I was gearing up for a cheery post about having El Prima's family (or rather, 7 of them) stay at our place over the weekend, and how lovely it was that her sister mentioned the accident, and said she was so sorry we'd lost our baby. This was the first time I'd seen them since mid 2009 (though El Prima and the girls had visited them in Sydney a few times since we'd moved), so I was very nervous about what might happen. But it was all good.
Then I got a call from the Women's hospital this morning. The pathologist had looked at the pregnancy tissue from my miscarriage and was concerned that it may have been a molar pregnancy. It will take about 4 weeks for the pathology tests to work out whether or not it is actually molar, but during this time, they told me it is important not to get pregnant again, as this can be dangerous. No chance of that happening.

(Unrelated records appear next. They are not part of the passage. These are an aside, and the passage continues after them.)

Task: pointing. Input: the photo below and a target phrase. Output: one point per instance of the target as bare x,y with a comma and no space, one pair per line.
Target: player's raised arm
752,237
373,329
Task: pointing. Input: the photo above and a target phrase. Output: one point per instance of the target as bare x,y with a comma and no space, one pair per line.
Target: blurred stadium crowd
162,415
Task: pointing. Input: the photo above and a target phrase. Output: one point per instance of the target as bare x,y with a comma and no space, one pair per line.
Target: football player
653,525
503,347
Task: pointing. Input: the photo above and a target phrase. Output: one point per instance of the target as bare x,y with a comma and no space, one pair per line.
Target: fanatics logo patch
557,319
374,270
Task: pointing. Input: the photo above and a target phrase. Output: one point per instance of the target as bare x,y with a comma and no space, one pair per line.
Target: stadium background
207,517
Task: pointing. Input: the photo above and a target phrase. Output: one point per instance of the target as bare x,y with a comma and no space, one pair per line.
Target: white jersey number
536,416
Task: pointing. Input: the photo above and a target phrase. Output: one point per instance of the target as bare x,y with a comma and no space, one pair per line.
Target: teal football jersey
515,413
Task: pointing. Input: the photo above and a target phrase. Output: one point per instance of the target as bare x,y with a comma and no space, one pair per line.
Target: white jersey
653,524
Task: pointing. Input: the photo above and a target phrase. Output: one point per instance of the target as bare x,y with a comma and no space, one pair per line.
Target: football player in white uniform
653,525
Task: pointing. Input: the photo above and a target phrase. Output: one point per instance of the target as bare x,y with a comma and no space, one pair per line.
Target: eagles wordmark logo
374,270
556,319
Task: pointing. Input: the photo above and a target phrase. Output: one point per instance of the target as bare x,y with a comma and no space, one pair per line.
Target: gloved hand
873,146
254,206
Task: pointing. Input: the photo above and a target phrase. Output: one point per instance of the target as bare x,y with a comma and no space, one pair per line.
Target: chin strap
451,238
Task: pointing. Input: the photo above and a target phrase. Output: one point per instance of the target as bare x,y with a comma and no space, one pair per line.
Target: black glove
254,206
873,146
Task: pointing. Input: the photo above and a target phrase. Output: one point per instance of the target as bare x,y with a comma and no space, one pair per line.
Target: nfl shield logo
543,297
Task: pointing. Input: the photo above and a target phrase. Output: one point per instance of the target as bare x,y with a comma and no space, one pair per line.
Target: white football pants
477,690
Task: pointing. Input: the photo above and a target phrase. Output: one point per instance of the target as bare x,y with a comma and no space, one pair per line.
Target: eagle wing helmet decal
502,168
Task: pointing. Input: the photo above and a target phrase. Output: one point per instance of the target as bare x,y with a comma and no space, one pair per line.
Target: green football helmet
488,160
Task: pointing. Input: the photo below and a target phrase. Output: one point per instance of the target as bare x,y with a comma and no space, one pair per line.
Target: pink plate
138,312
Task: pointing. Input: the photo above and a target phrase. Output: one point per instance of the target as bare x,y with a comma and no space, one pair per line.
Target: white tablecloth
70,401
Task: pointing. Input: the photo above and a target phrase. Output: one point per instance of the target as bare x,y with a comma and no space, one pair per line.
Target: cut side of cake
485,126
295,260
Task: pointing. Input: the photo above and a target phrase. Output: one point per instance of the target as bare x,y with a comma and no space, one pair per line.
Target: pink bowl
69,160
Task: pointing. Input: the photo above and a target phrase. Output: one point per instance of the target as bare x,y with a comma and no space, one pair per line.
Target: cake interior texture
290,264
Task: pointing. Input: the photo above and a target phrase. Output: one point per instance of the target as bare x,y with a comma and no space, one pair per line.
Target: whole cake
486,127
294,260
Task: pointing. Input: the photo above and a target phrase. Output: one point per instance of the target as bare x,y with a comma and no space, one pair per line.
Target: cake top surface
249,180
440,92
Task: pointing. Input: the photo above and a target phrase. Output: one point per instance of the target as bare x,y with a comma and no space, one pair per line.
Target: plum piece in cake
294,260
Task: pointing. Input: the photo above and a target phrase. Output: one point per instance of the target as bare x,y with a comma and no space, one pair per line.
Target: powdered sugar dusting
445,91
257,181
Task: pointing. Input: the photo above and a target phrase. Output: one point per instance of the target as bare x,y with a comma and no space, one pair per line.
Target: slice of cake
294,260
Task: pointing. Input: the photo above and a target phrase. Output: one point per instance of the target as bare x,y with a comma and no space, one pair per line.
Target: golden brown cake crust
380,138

F#$k. Just when I manage to swallow one nasty reality, there's another waiting for me. It is a pretty tiny chance that this will be molar, or even if it is, that it will require serious treatment. It may just be that I have to have further testing to ensure my HCG level goes down. And even the worst case scenarios (requiring chemo etc) still have good prognoses for survival and for subsequent fertility, though you may have to wait 6-12 months to start trying again. But whatever faith I once had in statistics is pretty much gone now. An old friend contacted me via FB after we lost Z, to send her love and thoughts and to let me know that she'd just been through a molar pregnancy. I had no idea what that meant at the time. The good thing is, she's recently had a healthy baby girl. I'm holding onto that thought for the moment.